Chronique. «La parole est à Viou». Le règne des «tchatteurs» : quand l’image a dévoré la compétence

Destimed ouvre une nouvelle fenêtre sur le débat avec « La parole est à Viou », une chronique portée par la plume libre et engagée de Viou. Ce rendez-vous assumera un ton personnel, curieux, parfois piquant mais toujours ouvert. Ici, la réflexion se fait sans détour, avec le goût des idées, des points de vue qui se confrontent, et des questions qui ouvrent la discussion. Cette chronique donnera voix à une lecture singulière de l’actualité, aux angles parfois à contre-courant. La parole est à Viou à contredire, à débattre.

La parole est à Viou

Il fut une époque, pas si lointaine, où la légitimité ne se tweetait pas. Elle se gagnait. Pour diriger, il fallait avoir fait. Le patron d’industrie avait souvent de la graisse sur les mains, le chef de service à l’hôpital avait des cernes de gardes, et le politique avait, a minima, usé ses fonds de culotte sur les bancs d’une faculté ou géré une mairie de campagne avant de prétendre gérer la France. C’était l’ère, sans doute ringarde, de la méritocratie par la preuve.

Aujourd’hui, regardez autour de vous : nous avons basculé dans l’ère de la «médiacratie » par le vide. La compétence technique est devenue suspecte, presque grossière. Place aux artistes de la forme, aux génies de la «story», aux acrobates du néant.

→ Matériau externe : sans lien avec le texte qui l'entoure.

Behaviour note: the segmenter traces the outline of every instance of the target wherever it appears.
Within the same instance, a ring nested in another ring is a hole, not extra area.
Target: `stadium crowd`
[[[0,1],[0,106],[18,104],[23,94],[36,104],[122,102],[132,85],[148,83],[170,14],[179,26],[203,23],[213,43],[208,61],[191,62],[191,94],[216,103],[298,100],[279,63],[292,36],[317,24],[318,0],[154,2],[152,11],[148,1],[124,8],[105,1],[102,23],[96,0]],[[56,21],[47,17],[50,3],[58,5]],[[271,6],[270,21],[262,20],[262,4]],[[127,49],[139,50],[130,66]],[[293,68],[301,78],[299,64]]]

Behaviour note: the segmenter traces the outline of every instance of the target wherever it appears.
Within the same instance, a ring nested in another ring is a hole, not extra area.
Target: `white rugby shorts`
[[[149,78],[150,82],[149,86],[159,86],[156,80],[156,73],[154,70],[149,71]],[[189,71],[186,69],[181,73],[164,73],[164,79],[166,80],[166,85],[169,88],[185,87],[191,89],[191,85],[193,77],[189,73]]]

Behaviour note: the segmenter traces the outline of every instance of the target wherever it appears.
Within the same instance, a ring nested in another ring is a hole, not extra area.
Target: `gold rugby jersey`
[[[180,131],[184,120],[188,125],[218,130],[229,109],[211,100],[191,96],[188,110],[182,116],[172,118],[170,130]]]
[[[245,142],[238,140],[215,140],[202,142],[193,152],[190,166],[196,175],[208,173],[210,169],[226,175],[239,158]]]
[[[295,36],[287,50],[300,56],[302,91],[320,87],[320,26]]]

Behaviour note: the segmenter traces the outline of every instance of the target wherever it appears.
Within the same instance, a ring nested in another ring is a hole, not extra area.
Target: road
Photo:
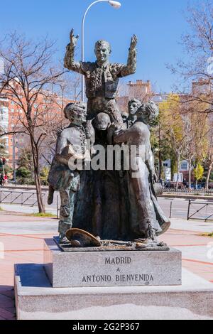
[[[47,205],[48,192],[43,191],[43,198],[46,205],[47,211],[56,214],[57,207],[60,205],[60,196],[58,193],[55,193],[54,202],[51,206]],[[171,217],[187,219],[189,200],[182,198],[158,198],[160,205],[165,214]],[[58,205],[57,205],[58,203]],[[23,205],[21,205],[23,203]],[[33,213],[38,212],[36,205],[36,193],[33,190],[11,190],[9,189],[1,189],[0,191],[0,205],[3,209],[13,212],[23,213]],[[213,201],[209,200],[195,200],[192,202],[190,208],[190,215],[204,205],[199,203],[208,203],[208,207],[203,208],[200,212],[197,212],[192,218],[203,219],[213,215]],[[213,220],[213,216],[212,216]]]

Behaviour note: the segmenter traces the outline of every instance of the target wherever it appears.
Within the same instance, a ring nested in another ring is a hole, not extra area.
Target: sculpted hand
[[[79,38],[79,35],[77,35],[76,37],[75,37],[74,30],[72,29],[70,31],[70,44],[68,44],[67,48],[70,48],[70,47],[72,48],[75,48],[75,46],[77,45],[77,42],[78,38]]]
[[[133,35],[131,41],[131,45],[130,45],[131,50],[133,50],[136,48],[137,43],[138,43],[138,38],[136,35]]]

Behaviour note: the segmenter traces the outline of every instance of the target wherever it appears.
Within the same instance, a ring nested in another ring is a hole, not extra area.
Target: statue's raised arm
[[[137,50],[136,45],[138,43],[138,38],[133,35],[131,40],[130,48],[129,49],[129,57],[127,65],[124,66],[121,71],[121,77],[126,77],[135,74],[137,65]]]
[[[80,74],[84,74],[82,63],[75,60],[75,50],[77,43],[79,35],[75,36],[74,30],[72,29],[70,34],[70,43],[67,45],[67,51],[64,59],[65,68]]]

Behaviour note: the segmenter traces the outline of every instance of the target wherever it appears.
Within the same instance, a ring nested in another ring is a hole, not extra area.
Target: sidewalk
[[[43,239],[57,235],[58,220],[0,212],[0,320],[14,317],[13,265],[43,263]],[[182,266],[213,281],[213,238],[201,232],[213,231],[213,224],[172,220],[172,228],[160,239],[182,252]],[[209,253],[208,253],[209,252]],[[4,258],[1,259],[1,256]]]

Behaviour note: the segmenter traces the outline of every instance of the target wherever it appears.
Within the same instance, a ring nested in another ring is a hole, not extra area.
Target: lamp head
[[[112,7],[115,8],[116,9],[119,9],[119,8],[121,7],[121,4],[119,1],[109,0],[108,2],[111,6],[112,6]]]

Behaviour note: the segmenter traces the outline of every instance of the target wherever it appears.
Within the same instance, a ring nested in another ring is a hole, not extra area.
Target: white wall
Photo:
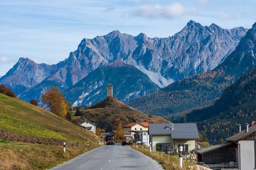
[[[187,144],[189,145],[189,151],[195,149],[195,140],[175,140],[175,146],[176,149],[178,149],[178,144]]]
[[[84,127],[92,127],[92,128],[90,130],[93,131],[94,133],[96,133],[96,126],[94,125],[91,124],[89,122],[85,122],[81,125],[81,126],[83,126]]]
[[[238,143],[241,146],[240,155],[241,170],[254,170],[255,166],[254,141],[239,141]]]
[[[157,143],[172,143],[174,145],[174,140],[172,139],[171,135],[153,135],[152,136],[152,149],[156,150]]]

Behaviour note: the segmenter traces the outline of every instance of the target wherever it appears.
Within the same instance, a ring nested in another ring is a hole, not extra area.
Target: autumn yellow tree
[[[96,135],[100,136],[102,133],[105,133],[105,131],[103,129],[96,128]]]
[[[116,119],[112,128],[116,130],[116,138],[122,139],[122,126],[120,119]]]
[[[63,117],[67,115],[69,107],[67,99],[58,88],[52,86],[41,98],[43,104],[49,105],[51,112]]]

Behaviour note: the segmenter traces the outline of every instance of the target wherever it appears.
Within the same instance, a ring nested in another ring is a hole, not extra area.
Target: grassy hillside
[[[96,143],[96,136],[38,107],[0,94],[0,129],[31,136]]]
[[[0,170],[49,168],[98,147],[99,140],[50,112],[0,93]]]
[[[131,122],[169,122],[163,117],[145,114],[114,97],[107,98],[83,110],[80,119],[85,119],[96,122],[97,127],[106,128],[107,130],[111,130],[116,119],[119,119],[122,125]]]

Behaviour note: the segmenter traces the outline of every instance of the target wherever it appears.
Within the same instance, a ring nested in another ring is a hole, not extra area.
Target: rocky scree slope
[[[241,39],[236,50],[212,71],[178,81],[127,104],[147,114],[165,116],[219,97],[225,88],[254,66],[256,44],[256,23]]]
[[[69,88],[95,69],[119,59],[163,87],[215,68],[234,50],[247,30],[241,27],[224,29],[214,24],[204,27],[191,20],[168,38],[151,38],[143,33],[133,37],[114,31],[84,39],[77,50],[57,65],[38,64],[21,58],[0,78],[0,83],[17,89],[17,95],[43,80],[49,81],[46,85],[57,81]]]
[[[105,98],[108,84],[113,85],[113,94],[124,102],[159,89],[145,74],[118,59],[90,73],[65,96],[74,106],[90,105]]]

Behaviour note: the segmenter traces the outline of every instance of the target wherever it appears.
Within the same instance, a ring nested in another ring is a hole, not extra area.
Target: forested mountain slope
[[[212,71],[178,81],[127,104],[148,114],[164,116],[219,97],[225,88],[256,64],[256,23],[241,39],[236,50]]]
[[[237,125],[254,125],[256,121],[256,68],[227,88],[214,104],[187,114],[188,122],[196,122],[200,132],[212,144],[238,132]],[[177,122],[182,122],[182,119]]]

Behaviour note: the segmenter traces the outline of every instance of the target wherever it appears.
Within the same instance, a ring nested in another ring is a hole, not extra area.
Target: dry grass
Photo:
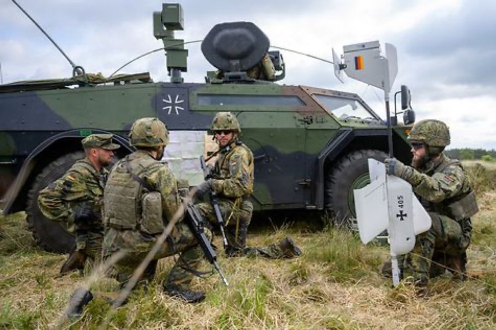
[[[391,288],[379,269],[386,247],[364,246],[350,233],[327,228],[308,233],[296,226],[251,234],[250,245],[265,245],[291,234],[304,251],[300,258],[226,259],[219,263],[229,280],[217,274],[195,278],[193,288],[207,299],[185,305],[163,294],[160,282],[172,258],[159,264],[147,294],[133,293],[118,309],[108,329],[492,329],[496,325],[496,192],[479,195],[473,244],[468,253],[470,278],[448,275],[431,281],[425,298],[412,288]],[[220,241],[217,242],[220,246]],[[59,324],[71,293],[84,278],[56,278],[64,256],[34,246],[24,216],[0,219],[0,329],[98,329],[109,304],[91,302],[82,317]],[[208,267],[205,264],[205,267]],[[116,290],[102,279],[94,292]]]

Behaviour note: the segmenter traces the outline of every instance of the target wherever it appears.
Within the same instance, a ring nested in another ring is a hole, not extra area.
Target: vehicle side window
[[[376,119],[356,100],[318,94],[314,94],[313,96],[326,111],[332,113],[338,119]]]
[[[200,106],[257,105],[292,106],[304,106],[299,97],[294,95],[227,95],[198,94]]]

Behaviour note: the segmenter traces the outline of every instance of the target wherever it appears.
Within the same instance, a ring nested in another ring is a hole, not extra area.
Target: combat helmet
[[[169,131],[165,124],[157,118],[137,119],[129,132],[131,145],[135,147],[160,147],[169,142]]]
[[[230,130],[239,134],[241,133],[241,127],[236,116],[229,112],[217,112],[214,117],[210,130],[212,132]]]
[[[450,143],[449,129],[440,120],[420,120],[412,128],[408,139],[424,142],[429,147],[444,148]]]

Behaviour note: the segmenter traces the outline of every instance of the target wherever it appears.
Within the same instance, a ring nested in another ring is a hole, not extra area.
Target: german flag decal
[[[364,56],[361,55],[355,56],[355,69],[363,70],[364,69]]]

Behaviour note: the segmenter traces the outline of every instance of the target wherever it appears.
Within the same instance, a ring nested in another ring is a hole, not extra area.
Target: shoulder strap
[[[132,178],[135,181],[139,182],[139,184],[141,184],[142,186],[143,186],[143,187],[144,187],[148,191],[155,191],[156,190],[156,189],[154,189],[151,185],[148,184],[148,183],[146,181],[143,180],[143,178],[140,177],[135,173],[133,172],[132,170],[131,169],[131,166],[129,165],[129,162],[127,161],[127,159],[126,159],[125,162],[126,169],[127,170],[127,172],[129,172],[130,174],[131,174],[131,176],[132,176]],[[151,164],[148,164],[144,167],[143,167],[143,171],[145,170],[149,167],[152,166],[155,164],[155,162],[153,162]]]
[[[75,165],[76,164],[74,164],[74,165]],[[95,169],[95,167],[94,167],[90,164],[88,164],[88,163],[86,163],[85,162],[79,162],[78,163],[77,163],[77,165],[78,166],[80,166],[81,167],[84,168],[85,169],[89,171],[93,175],[95,175],[95,176],[98,176],[98,172],[97,172],[97,170]],[[82,175],[84,175],[85,174],[82,171],[81,171],[81,170],[79,168],[77,168],[77,167],[74,167],[73,165],[72,165],[72,167],[71,167],[69,169],[68,171],[75,172],[76,173],[78,173],[79,174]]]
[[[439,172],[442,172],[444,170],[444,169],[448,166],[451,165],[458,165],[460,166],[461,164],[460,161],[456,159],[448,159],[446,160],[445,162],[443,162],[439,166],[435,168],[434,170],[434,173],[439,173]]]

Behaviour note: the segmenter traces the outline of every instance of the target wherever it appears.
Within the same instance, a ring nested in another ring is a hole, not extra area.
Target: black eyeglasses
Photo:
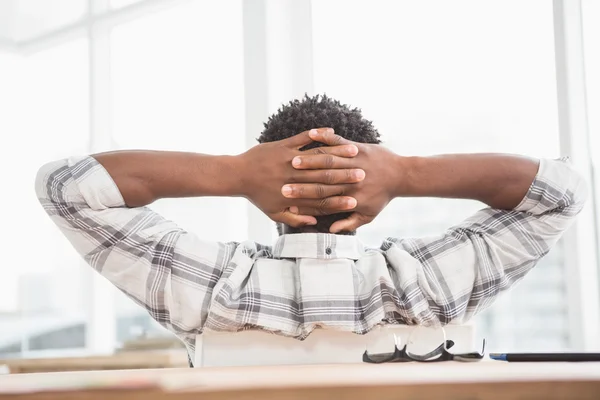
[[[444,332],[444,338],[445,338]],[[394,335],[396,340],[396,336]],[[367,350],[363,353],[363,362],[371,364],[383,364],[390,362],[440,362],[440,361],[480,361],[485,356],[485,339],[483,339],[481,352],[471,353],[451,353],[448,350],[454,346],[454,341],[444,340],[442,344],[425,354],[415,354],[407,350],[405,344],[402,349],[398,348],[396,342],[392,353],[374,353],[370,354]]]

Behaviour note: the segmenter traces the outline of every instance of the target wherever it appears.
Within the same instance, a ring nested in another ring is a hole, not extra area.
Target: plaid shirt
[[[38,198],[81,256],[178,335],[262,329],[297,339],[326,327],[463,323],[533,268],[581,210],[585,184],[541,160],[523,201],[484,208],[431,237],[281,236],[274,246],[201,240],[146,207],[128,208],[92,157],[43,166]]]

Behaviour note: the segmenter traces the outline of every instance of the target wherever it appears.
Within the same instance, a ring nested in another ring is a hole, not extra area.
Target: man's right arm
[[[420,159],[410,195],[457,197],[489,205],[440,235],[389,239],[384,250],[409,320],[464,323],[519,282],[581,211],[586,186],[563,160],[508,155]],[[407,257],[408,256],[408,257]]]

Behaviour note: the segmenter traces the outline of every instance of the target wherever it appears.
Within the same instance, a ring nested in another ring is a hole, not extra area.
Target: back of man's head
[[[360,109],[350,108],[326,95],[305,96],[302,100],[291,101],[283,105],[277,113],[269,117],[265,129],[258,141],[260,143],[275,142],[297,135],[313,128],[333,128],[343,138],[359,143],[380,143],[379,133],[373,123],[363,118]],[[301,150],[324,146],[313,142]],[[350,213],[338,213],[317,217],[317,225],[312,230],[328,233],[331,224],[347,218]],[[279,234],[281,227],[278,226]],[[303,229],[287,229],[288,232],[302,232]]]

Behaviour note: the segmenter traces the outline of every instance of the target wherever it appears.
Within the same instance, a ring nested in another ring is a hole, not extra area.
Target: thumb
[[[352,232],[358,229],[359,227],[368,224],[371,222],[373,218],[365,217],[360,213],[352,213],[348,218],[341,219],[339,221],[335,221],[331,227],[329,228],[329,232],[331,233],[339,233],[339,232]]]

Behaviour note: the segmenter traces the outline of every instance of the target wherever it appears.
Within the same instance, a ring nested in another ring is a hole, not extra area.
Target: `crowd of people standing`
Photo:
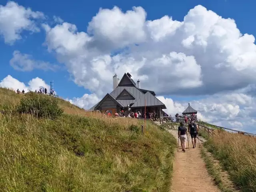
[[[31,91],[30,91],[31,92]],[[18,94],[20,94],[20,91],[19,89],[18,89],[16,92],[17,92],[17,93]],[[24,89],[22,90],[22,94],[25,94],[25,92]],[[47,94],[47,89],[46,89],[46,88],[45,88],[44,89],[44,88],[40,88],[39,89],[39,90],[38,91],[36,90],[35,91],[35,93],[38,93],[40,94]],[[49,94],[50,95],[52,95],[52,96],[55,95],[55,94],[54,93],[54,91],[53,90],[53,89],[52,89],[51,90],[51,91],[50,91],[50,92],[49,93]]]

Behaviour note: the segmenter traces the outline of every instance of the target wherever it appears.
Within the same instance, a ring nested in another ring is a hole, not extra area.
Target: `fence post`
[[[144,126],[143,125],[141,125],[141,134],[143,134],[143,128],[144,128]]]
[[[210,138],[210,129],[208,129],[208,137]]]

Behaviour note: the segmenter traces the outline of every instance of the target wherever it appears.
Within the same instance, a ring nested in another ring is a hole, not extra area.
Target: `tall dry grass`
[[[0,88],[0,191],[168,191],[175,139],[149,122],[86,112],[58,99],[54,120],[17,112]]]
[[[222,132],[206,143],[237,186],[243,191],[256,191],[256,138]]]

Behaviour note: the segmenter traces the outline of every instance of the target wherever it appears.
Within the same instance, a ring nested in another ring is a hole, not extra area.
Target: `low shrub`
[[[56,98],[33,92],[26,94],[21,99],[17,110],[20,113],[31,114],[38,118],[50,119],[60,116],[63,112]]]

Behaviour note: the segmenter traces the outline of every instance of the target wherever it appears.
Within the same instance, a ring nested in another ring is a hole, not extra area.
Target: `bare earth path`
[[[168,131],[178,139],[178,131]],[[204,160],[201,157],[198,140],[193,149],[190,138],[190,150],[182,151],[180,142],[174,162],[174,172],[171,191],[173,192],[217,192],[220,191],[209,176]],[[188,148],[188,143],[186,147]]]

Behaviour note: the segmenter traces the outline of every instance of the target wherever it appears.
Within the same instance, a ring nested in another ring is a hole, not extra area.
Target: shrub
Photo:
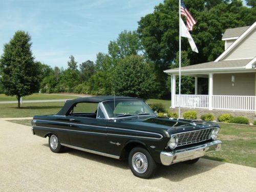
[[[244,117],[234,117],[230,119],[229,122],[239,124],[249,124],[249,120]]]
[[[222,114],[219,116],[218,120],[220,122],[224,122],[224,123],[229,123],[232,116],[229,114]]]
[[[183,113],[183,117],[186,119],[196,119],[197,113],[196,111],[187,111]]]
[[[158,113],[157,114],[157,115],[158,115],[158,117],[164,117],[164,115],[163,114],[163,113]]]
[[[169,112],[167,114],[167,116],[168,117],[172,117],[172,118],[177,118],[179,117],[179,115],[177,113],[175,112]]]
[[[210,113],[208,114],[204,114],[201,116],[201,119],[207,121],[212,121],[214,120],[215,118],[215,117],[214,116],[214,115]]]
[[[165,113],[166,111],[164,105],[161,103],[152,103],[150,104],[150,106],[154,111],[157,111],[157,113]]]

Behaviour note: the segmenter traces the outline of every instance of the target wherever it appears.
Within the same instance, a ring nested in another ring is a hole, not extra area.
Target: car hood
[[[165,130],[169,134],[194,131],[211,127],[219,127],[218,124],[211,121],[179,119],[169,119],[165,117],[154,117],[147,119],[122,120],[122,124],[136,129],[148,129],[157,131]],[[120,122],[119,121],[119,122]]]

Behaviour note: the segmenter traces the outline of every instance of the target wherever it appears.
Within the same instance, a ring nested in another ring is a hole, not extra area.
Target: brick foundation
[[[179,113],[179,108],[170,108],[170,111],[172,112]],[[228,114],[232,116],[242,116],[244,117],[249,119],[250,123],[253,123],[253,121],[256,120],[256,114],[255,112],[246,112],[246,111],[233,111],[228,110],[209,110],[203,109],[190,109],[190,108],[180,108],[181,117],[182,117],[182,114],[187,111],[196,111],[197,112],[197,118],[200,119],[202,115],[206,114],[212,114],[215,117],[215,120],[217,120],[218,117],[224,114]]]

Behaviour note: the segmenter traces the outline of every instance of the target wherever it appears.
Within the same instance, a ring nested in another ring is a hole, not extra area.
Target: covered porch
[[[255,73],[254,68],[246,69],[249,61],[221,61],[182,68],[181,78],[195,78],[195,95],[177,94],[179,69],[165,71],[172,76],[171,108],[178,107],[180,103],[181,108],[189,109],[256,112]],[[207,95],[198,94],[198,78],[202,77],[208,80]]]

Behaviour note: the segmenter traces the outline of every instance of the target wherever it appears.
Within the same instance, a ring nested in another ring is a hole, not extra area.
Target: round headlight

L’hôpital malade de ses tableaux Excel

Le premier symptôme de cette maladie de société, c’est le culte du «Process ». Ce monstre froid qui a remplacé le bon sens. Allez aux urgences : ce ne sont plus les médecins qui font la loi, mais des gestionnaires administratifs. Des gens très compétents pour remplir des cases, mais qui n’ont pas la connaissance pour différencier un arrêt cardiaque d’un malaise vagal. On leur demande de piloter la santé publique comme on gère un stock de chaussettes. Le résultat ? Des soignants épuisés par la paperasse et des patients traités comme des flux logistiques. Mais rassurez-vous, le tableau de bord est au vert.

La politique : Star Academy ou Assemblée nationale ?

Le chef-d’œuvre de cette dérive, c’est notre classe politique. Nous n’élisons plus des bâtisseurs, nous likons des influenceurs. À l’extrême droite, prenez ce cas d’école : le gendre idéal des sondages. Une télégénie parfaite, un sens de la formule qui claque sur TikTok. Mais derrière le sourire papier glacé, quel est le fond ? Quel métier a-t-il exercé ? Quelle équipe a-t-il dirigée hors d’un parti politique ? C’est le triomphe du «jeune youtubeur» en politique. Aucune expérience de la vie réelle, aucun diplôme structurant, mais une capacité redoutable à capter la lumière. Confieriez-vous votre épargne à un banquier qui n’a jamais compté que des likes ? Alors pourquoi confier la France à quelqu’un dont le seul CV est sa popularité numérique ?

L’incompétence n’est pas l’apanage d’un camp. Elle est universelle. À l’extrême gauche, on propulse un agitateur professionnel à la tête de la Commission des finances – le poste le plus technique de l’Assemblée, celui où l’on traque les milliards et décortique les mécanismes macro-économiques. Un spécialiste de la communication militante qui n’a jamais mis les mains dans le cambouis d’une entreprise. C’est comme confier les fondations de sa maison à un décorateur d’intérieur : les rideaux seront parfaitement assortis au canapé, c’est certain, mais le toit risque de vous tomber sur la tête au premier orage.

La revanche du réel

Ce casting serait risible s’il n’était pas tragique. Nous sommes gouvernés par une caste de «professionnels de la politique» qui n’ont jamais travaillé. Ils ne connaissent du monde du travail que ce qu’ils en lisent dans les notes de synthèse. Cette déconnexion totale explique pourquoi notre société patine. On ne répare pas un pays avec des slogans. On ne redresse pas une économie avec des punchlines.

Il est urgent de remettre la compétence au cœur du pouvoir. Nous avons besoin d’ingénieurs, de médecins, d’entrepreneurs, d’ouvriers qualifiés, de professeurs aux manettes. Des gens qui savent que la réalité est rugueuse et qu’elle ne se plie à un plan de com’. Rendons le pouvoir à ceux qui savent faire.